By Michael Workman
Humanoid, geometric forms shift against walls, foreshortening the perspective of long, narrow halls. People squeeze between them as they move from one room to the next, temporarily becoming part of the shapes and movement. It’s unsettling and oddly arousing, a satisfying shift in social conventions for how we interact with one another. The fourth in Dropshift Dance’s “Imposters” series, company artistic director Andrea Cerniglia has brought together a range of committed dancers with varying levels of experience, including Cerniglia, Weichiung Chen-Martinez, Jill Moshman and Ali Naranjo.
“The artists involved have been a part of my creative process for some time. Each collaborator has contributed to past ‘Imposter’ productions, and most I have worked with for at least two seasons or more,” Cerniglia says. “These creative relationships are integral to the work and its development, so that with each new production we can push the process further and we are continually working from a strong foundation of previous collaborations.”
In progress since September 2016, this installment, as with each past edition, is intended to respond site-specifically to the architectural features of the space in which it is performed. Defibrillator presents challenges: no Marley flooring, many raw spaces.

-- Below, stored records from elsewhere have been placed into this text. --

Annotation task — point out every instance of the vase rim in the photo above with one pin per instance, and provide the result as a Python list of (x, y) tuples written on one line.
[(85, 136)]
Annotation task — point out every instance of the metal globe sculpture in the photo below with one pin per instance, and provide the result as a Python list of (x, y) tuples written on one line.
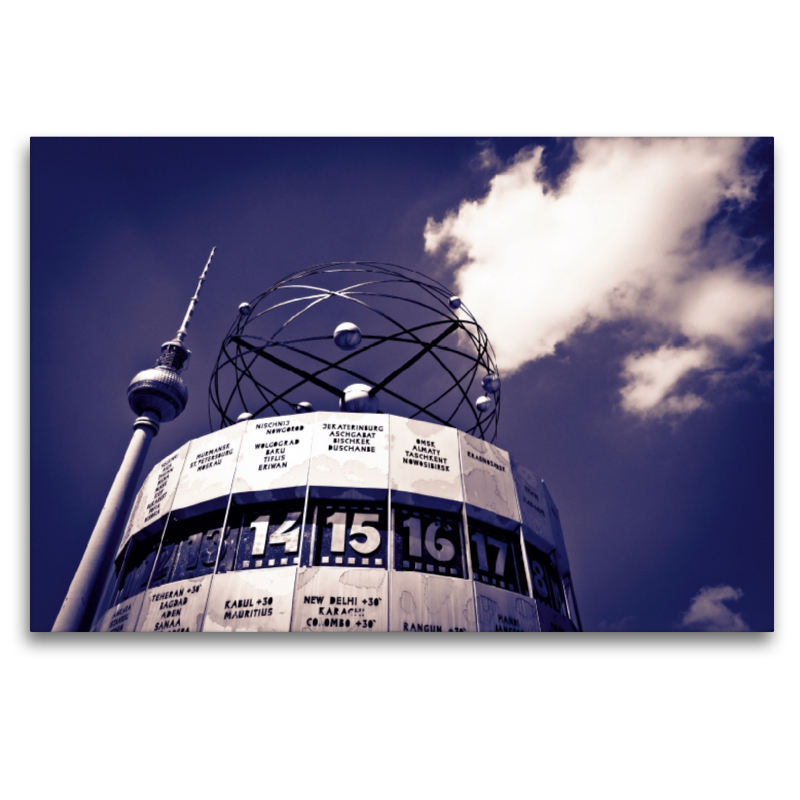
[(409, 347), (347, 336)]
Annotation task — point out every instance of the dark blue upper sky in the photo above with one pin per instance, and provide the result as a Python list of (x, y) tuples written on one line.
[(653, 510)]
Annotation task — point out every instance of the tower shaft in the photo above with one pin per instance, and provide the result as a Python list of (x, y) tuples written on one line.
[(83, 594)]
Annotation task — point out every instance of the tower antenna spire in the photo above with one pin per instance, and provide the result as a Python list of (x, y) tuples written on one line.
[(157, 395), (181, 335)]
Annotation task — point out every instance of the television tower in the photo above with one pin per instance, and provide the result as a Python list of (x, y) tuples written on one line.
[(156, 395)]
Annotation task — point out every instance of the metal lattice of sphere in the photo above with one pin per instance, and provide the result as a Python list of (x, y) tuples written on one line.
[(360, 333)]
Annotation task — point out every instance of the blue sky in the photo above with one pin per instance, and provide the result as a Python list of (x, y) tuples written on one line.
[(625, 285)]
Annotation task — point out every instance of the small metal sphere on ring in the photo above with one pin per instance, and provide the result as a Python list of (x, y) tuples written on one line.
[(491, 383), (357, 398), (484, 404), (347, 336)]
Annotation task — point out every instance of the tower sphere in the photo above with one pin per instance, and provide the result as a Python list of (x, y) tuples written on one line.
[(347, 336), (160, 390), (357, 398)]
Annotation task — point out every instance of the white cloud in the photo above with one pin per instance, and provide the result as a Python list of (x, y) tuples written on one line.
[(623, 237), (708, 611)]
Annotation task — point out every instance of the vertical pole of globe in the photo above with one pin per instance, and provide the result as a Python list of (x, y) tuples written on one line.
[(157, 395)]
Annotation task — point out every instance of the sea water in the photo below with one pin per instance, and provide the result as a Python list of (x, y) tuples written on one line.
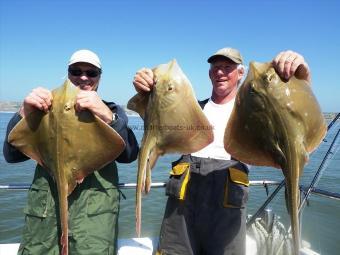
[(320, 220)]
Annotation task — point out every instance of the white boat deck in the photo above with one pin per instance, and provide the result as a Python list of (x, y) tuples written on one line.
[(144, 246)]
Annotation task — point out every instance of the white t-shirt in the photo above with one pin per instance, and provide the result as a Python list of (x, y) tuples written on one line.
[(218, 116)]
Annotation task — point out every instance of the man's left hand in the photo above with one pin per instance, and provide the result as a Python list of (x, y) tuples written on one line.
[(289, 63)]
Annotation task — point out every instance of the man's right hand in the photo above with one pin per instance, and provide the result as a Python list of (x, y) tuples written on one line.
[(39, 98), (144, 80)]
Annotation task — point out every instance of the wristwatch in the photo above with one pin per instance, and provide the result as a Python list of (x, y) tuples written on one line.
[(114, 118)]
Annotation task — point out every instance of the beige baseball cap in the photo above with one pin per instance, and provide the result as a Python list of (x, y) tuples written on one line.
[(85, 56), (233, 54)]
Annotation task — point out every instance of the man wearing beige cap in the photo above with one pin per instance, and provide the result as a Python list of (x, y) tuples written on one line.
[(211, 219), (94, 204)]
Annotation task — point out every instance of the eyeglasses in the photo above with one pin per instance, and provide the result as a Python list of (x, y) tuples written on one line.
[(92, 73)]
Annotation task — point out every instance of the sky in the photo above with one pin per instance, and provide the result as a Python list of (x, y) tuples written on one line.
[(38, 37)]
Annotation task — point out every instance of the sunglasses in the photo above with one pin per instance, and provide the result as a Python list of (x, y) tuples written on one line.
[(92, 73)]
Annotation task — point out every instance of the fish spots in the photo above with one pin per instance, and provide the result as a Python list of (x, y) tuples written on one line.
[(67, 107)]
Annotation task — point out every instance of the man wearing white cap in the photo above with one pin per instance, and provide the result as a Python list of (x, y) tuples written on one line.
[(211, 219), (94, 204)]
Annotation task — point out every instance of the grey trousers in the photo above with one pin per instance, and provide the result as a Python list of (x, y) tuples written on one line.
[(211, 218)]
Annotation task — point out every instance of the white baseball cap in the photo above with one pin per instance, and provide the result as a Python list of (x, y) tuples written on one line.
[(85, 56)]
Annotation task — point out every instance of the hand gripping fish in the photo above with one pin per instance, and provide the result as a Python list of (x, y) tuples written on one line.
[(70, 145), (173, 123), (277, 124)]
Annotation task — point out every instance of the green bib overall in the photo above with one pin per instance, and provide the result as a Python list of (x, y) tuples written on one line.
[(93, 215)]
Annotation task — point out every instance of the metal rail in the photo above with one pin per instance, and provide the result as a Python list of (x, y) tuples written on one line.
[(270, 198), (26, 186)]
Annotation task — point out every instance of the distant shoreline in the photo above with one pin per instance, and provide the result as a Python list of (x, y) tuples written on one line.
[(128, 114)]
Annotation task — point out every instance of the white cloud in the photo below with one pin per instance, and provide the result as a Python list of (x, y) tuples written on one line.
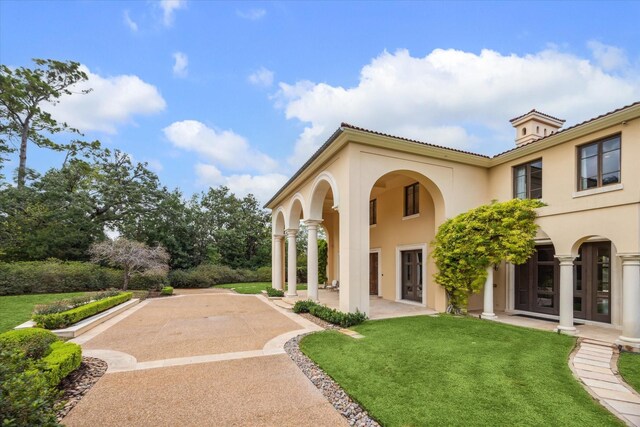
[(133, 26), (113, 101), (608, 57), (168, 8), (261, 77), (181, 62), (456, 98), (223, 148), (251, 14), (262, 186)]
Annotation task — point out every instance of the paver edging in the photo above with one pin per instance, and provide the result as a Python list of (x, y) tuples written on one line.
[(614, 371), (355, 414)]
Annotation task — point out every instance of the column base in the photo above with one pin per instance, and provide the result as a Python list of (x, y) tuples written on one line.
[(566, 330), (628, 344)]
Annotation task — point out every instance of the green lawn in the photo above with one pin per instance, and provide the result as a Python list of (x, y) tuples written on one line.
[(457, 371), (629, 367), (252, 288), (16, 309)]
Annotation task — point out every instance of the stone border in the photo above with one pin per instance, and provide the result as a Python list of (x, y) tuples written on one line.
[(594, 364), (341, 401)]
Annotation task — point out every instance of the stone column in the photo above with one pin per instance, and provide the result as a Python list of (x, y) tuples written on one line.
[(630, 338), (277, 261), (292, 261), (312, 258), (487, 312), (566, 295)]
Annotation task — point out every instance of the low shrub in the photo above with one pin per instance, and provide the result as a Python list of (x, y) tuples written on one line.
[(330, 315), (65, 357), (26, 397), (208, 275), (148, 281), (34, 343), (69, 317), (272, 292), (51, 276)]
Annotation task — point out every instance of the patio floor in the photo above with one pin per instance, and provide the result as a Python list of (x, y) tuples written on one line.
[(379, 308)]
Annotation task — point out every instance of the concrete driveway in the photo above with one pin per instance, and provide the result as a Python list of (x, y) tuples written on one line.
[(200, 359)]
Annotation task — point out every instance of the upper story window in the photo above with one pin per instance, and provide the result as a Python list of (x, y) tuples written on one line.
[(527, 180), (599, 163), (373, 212), (411, 199)]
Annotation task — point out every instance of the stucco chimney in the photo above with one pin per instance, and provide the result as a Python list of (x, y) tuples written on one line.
[(534, 125)]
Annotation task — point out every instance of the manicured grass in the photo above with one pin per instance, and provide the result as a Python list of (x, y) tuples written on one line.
[(16, 309), (457, 371), (629, 367), (252, 288)]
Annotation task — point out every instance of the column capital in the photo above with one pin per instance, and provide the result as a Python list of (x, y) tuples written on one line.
[(565, 259), (312, 222), (291, 232), (629, 258)]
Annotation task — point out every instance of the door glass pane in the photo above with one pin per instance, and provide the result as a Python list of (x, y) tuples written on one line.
[(602, 306)]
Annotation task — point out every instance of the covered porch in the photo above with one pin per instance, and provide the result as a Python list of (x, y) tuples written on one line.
[(379, 308)]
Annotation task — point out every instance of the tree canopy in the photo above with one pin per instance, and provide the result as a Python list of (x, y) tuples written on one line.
[(469, 243)]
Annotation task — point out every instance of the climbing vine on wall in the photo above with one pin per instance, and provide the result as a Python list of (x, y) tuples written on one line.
[(469, 243)]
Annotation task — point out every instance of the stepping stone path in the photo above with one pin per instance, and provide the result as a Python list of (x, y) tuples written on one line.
[(594, 363)]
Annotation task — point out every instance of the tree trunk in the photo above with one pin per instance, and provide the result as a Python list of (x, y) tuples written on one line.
[(22, 168), (126, 278)]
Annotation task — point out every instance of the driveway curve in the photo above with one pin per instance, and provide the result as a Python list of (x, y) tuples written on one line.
[(201, 359)]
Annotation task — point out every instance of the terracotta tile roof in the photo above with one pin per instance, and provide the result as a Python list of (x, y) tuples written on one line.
[(539, 112), (569, 128), (347, 125)]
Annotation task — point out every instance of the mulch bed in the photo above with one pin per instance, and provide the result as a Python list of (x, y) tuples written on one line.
[(78, 383)]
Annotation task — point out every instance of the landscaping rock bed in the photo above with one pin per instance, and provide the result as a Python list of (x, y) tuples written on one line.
[(322, 323), (78, 383), (353, 412)]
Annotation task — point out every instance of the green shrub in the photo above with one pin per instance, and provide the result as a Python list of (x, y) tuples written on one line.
[(26, 397), (208, 275), (33, 342), (323, 312), (35, 277), (272, 292), (148, 281), (66, 318), (65, 357)]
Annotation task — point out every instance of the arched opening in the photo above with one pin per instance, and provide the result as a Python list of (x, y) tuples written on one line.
[(405, 209)]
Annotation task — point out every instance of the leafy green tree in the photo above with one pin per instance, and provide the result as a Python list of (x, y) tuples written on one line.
[(23, 93), (469, 243)]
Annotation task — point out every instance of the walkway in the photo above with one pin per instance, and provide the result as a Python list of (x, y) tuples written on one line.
[(594, 363), (200, 358)]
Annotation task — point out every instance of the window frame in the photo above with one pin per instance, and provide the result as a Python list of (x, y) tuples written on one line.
[(373, 211), (415, 209), (527, 177), (600, 158)]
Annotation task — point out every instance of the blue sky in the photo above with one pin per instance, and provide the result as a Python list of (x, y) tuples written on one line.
[(241, 93)]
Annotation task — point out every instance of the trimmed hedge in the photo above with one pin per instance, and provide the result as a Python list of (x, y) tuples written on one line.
[(65, 357), (33, 342), (336, 317), (39, 277), (208, 275), (66, 318)]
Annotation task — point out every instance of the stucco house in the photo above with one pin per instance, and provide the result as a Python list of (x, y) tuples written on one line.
[(381, 198)]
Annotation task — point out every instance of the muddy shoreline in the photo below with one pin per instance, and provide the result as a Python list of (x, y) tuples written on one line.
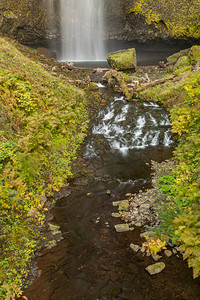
[(93, 261)]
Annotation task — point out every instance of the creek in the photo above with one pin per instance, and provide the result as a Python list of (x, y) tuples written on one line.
[(93, 261)]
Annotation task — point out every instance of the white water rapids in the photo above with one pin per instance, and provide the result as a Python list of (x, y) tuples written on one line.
[(82, 25), (127, 126)]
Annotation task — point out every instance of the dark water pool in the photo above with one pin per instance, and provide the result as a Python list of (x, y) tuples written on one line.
[(93, 261)]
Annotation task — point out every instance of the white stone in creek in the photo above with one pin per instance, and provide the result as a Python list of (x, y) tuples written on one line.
[(156, 257), (135, 248), (155, 268), (145, 206), (168, 253), (115, 215), (138, 224), (122, 227)]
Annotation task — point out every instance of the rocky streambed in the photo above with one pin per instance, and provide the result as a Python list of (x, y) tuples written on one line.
[(102, 254)]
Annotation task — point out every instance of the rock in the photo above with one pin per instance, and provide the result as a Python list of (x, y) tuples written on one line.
[(114, 276), (123, 205), (93, 86), (54, 228), (138, 224), (123, 59), (145, 206), (135, 248), (155, 268), (168, 253), (194, 55), (99, 70), (174, 251), (70, 66), (183, 61), (46, 53), (128, 195), (115, 215), (90, 195), (115, 203), (176, 56), (32, 213), (122, 227), (156, 257)]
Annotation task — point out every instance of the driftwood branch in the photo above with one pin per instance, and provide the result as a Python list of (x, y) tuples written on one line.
[(128, 92), (154, 83)]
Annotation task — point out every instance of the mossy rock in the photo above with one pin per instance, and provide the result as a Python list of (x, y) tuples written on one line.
[(182, 70), (93, 86), (123, 59), (194, 55), (174, 57), (183, 61)]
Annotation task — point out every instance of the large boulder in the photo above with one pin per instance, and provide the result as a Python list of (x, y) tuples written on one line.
[(123, 59), (47, 53)]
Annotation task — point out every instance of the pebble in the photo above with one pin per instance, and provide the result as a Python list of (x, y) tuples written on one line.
[(114, 276), (115, 215), (135, 248), (122, 227), (156, 257), (155, 268), (168, 253), (174, 251)]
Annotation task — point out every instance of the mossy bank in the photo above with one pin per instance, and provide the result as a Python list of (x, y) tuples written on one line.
[(42, 124), (181, 96)]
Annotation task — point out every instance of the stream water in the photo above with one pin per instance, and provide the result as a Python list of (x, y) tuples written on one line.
[(93, 261)]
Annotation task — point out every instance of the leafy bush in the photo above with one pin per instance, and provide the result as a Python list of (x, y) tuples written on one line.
[(42, 123)]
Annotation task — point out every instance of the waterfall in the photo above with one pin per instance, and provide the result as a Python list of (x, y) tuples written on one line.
[(49, 8), (82, 30)]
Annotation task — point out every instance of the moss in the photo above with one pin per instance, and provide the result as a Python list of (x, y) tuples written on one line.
[(182, 70), (43, 121), (123, 60), (93, 86), (194, 55), (174, 57), (180, 17), (183, 61)]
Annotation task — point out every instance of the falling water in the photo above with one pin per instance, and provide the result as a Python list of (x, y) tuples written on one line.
[(49, 8), (82, 30)]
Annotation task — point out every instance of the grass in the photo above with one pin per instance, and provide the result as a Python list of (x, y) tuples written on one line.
[(43, 121)]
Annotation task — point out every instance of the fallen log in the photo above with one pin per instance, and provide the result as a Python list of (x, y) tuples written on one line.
[(118, 77), (154, 83)]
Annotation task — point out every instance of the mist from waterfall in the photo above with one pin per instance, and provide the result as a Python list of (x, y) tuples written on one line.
[(82, 23)]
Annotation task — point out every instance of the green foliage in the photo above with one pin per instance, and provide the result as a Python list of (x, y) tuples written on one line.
[(122, 60), (154, 244), (181, 213), (166, 184), (187, 228), (42, 124)]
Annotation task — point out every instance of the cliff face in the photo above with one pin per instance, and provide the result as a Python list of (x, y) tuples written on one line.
[(28, 21), (151, 19), (33, 21)]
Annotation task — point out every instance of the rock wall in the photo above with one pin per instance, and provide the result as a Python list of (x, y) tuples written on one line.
[(145, 20), (26, 20), (31, 21)]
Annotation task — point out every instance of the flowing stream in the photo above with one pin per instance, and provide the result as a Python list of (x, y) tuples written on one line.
[(82, 24), (93, 261)]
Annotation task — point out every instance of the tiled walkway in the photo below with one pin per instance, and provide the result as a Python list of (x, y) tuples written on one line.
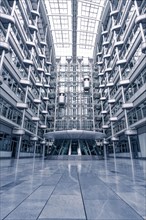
[(36, 189)]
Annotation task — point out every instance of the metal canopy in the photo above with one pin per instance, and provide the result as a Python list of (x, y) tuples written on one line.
[(74, 25), (74, 134)]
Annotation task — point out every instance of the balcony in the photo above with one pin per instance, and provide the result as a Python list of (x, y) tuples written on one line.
[(6, 20), (96, 85), (51, 95), (32, 28), (42, 56), (43, 43), (106, 56), (18, 131), (104, 112), (108, 70), (131, 132), (143, 47), (110, 84), (121, 62), (4, 46), (43, 126), (111, 101), (51, 106), (34, 138), (105, 142), (101, 86), (1, 80), (45, 112), (105, 126), (39, 84), (48, 63), (99, 54), (43, 142), (104, 33), (119, 44), (105, 43), (97, 106), (100, 74), (127, 105), (34, 14), (35, 118), (30, 44), (116, 28), (114, 13), (124, 82), (52, 85), (40, 69), (96, 96), (141, 19), (22, 105), (47, 86), (37, 101), (10, 2), (25, 82), (115, 139), (113, 119), (100, 63), (103, 98), (50, 118), (45, 98), (27, 62), (47, 74), (98, 118)]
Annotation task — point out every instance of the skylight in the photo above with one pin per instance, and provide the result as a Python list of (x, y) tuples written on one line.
[(88, 18)]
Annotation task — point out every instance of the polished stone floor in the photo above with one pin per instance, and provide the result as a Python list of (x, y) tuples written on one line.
[(55, 189)]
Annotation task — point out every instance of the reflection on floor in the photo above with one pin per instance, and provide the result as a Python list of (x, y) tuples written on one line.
[(36, 189)]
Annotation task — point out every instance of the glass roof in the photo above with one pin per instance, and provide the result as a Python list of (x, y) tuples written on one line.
[(88, 14)]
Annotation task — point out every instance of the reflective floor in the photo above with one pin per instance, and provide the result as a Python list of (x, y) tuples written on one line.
[(36, 189)]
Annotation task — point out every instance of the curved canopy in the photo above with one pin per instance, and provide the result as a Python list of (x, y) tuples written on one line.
[(75, 134)]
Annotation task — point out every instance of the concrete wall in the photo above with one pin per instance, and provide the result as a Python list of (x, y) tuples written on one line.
[(142, 143)]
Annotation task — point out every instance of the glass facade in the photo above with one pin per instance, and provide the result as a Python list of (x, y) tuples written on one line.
[(72, 65)]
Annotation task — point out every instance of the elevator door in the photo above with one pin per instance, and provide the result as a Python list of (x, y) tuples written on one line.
[(74, 147), (14, 148)]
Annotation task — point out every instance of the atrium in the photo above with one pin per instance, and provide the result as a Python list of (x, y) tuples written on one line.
[(73, 108)]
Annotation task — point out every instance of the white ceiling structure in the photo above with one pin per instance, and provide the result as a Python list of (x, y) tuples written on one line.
[(74, 25)]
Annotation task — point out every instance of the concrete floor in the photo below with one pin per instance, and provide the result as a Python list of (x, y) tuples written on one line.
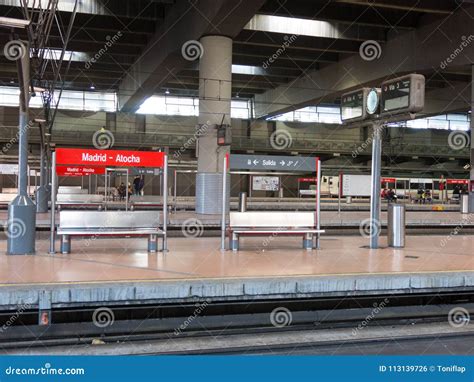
[(328, 218), (108, 260)]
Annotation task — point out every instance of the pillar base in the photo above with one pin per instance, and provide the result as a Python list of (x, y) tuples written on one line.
[(42, 199), (21, 226)]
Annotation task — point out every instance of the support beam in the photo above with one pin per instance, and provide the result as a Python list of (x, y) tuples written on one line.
[(425, 49), (162, 58)]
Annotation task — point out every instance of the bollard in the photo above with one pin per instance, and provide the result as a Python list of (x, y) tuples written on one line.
[(242, 202), (464, 203), (396, 225)]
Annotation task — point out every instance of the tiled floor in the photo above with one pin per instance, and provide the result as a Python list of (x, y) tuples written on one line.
[(200, 258)]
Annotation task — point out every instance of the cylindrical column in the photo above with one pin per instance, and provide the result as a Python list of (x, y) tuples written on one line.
[(470, 186), (375, 223), (396, 225), (224, 202), (165, 204), (215, 92), (54, 187), (318, 203), (242, 202), (21, 223)]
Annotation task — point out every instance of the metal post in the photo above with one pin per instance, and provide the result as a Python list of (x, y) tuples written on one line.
[(224, 193), (318, 202), (54, 186), (21, 223), (339, 192), (126, 191), (165, 203), (175, 192), (375, 224), (42, 191)]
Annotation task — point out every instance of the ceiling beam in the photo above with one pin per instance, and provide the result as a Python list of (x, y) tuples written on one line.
[(162, 58), (424, 49)]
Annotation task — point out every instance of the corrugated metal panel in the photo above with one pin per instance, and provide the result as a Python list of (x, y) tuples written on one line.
[(209, 193)]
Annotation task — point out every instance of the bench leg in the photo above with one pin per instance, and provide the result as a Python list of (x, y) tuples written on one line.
[(234, 242), (308, 241), (164, 247), (65, 244), (318, 237), (152, 243)]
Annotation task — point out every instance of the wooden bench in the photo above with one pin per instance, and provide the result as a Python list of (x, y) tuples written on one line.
[(110, 223), (276, 223)]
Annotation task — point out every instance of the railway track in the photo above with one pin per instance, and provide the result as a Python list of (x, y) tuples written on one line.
[(304, 326)]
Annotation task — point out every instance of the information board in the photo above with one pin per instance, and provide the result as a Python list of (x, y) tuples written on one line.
[(353, 105), (118, 158), (356, 185), (265, 183), (272, 162), (79, 170), (403, 95)]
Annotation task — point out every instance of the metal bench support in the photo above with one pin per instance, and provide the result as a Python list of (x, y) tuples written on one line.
[(308, 241), (65, 244), (152, 243)]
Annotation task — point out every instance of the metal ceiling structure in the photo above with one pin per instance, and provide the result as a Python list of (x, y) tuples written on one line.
[(145, 56)]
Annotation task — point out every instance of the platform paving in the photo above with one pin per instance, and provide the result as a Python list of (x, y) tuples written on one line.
[(112, 271)]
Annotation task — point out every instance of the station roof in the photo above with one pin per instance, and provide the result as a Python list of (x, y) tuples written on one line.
[(137, 48)]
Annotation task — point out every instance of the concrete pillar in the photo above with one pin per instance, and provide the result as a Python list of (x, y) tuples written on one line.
[(215, 92), (471, 177), (21, 223)]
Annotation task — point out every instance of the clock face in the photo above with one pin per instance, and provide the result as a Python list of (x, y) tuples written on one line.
[(372, 101)]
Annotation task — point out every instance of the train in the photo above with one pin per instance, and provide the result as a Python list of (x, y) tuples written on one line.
[(405, 188)]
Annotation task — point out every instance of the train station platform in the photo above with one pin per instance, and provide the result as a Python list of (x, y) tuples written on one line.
[(329, 219), (110, 271)]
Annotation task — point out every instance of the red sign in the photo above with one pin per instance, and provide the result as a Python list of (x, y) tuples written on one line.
[(117, 158), (457, 181), (78, 170)]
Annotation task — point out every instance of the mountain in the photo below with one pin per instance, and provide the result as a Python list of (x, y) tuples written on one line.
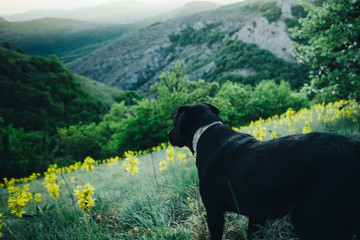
[(113, 12), (186, 10), (69, 39), (39, 94), (245, 42)]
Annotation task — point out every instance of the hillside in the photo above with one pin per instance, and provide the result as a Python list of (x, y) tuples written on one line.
[(158, 198), (112, 12), (39, 94), (67, 38), (245, 42), (186, 10)]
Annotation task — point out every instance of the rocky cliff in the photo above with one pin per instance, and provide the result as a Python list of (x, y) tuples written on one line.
[(136, 61)]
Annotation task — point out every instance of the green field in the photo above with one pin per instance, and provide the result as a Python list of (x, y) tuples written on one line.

“The sprawling nature of the spaces allow for a journey—this is a new and exciting opportunity for my work,” Cerniglia explains. “It continues to question how we consume art by pushing past traditional formats and placing audience members and performers in situations that require thoughtful action and spontaneous choices and responses.” It will be interesting to see what elements of the gallery they choose to engage, not least of which due to Cerniglia’s tendency to have dancers wear large, padded costumes that modify the space within which her dancers operate. The clunky Franken-cushions, originally designed by Amanda Franck and modified with burlap and moss by Collin Bunting, provide yet another layer of architectonic dynamism that, at times, results in direct interactions with members of the audience. Rounding out the collaborative effort, Luke Gullickson provides soundscape design, Nadia Oussenko, video installation, and Richard Norwood, lighting design.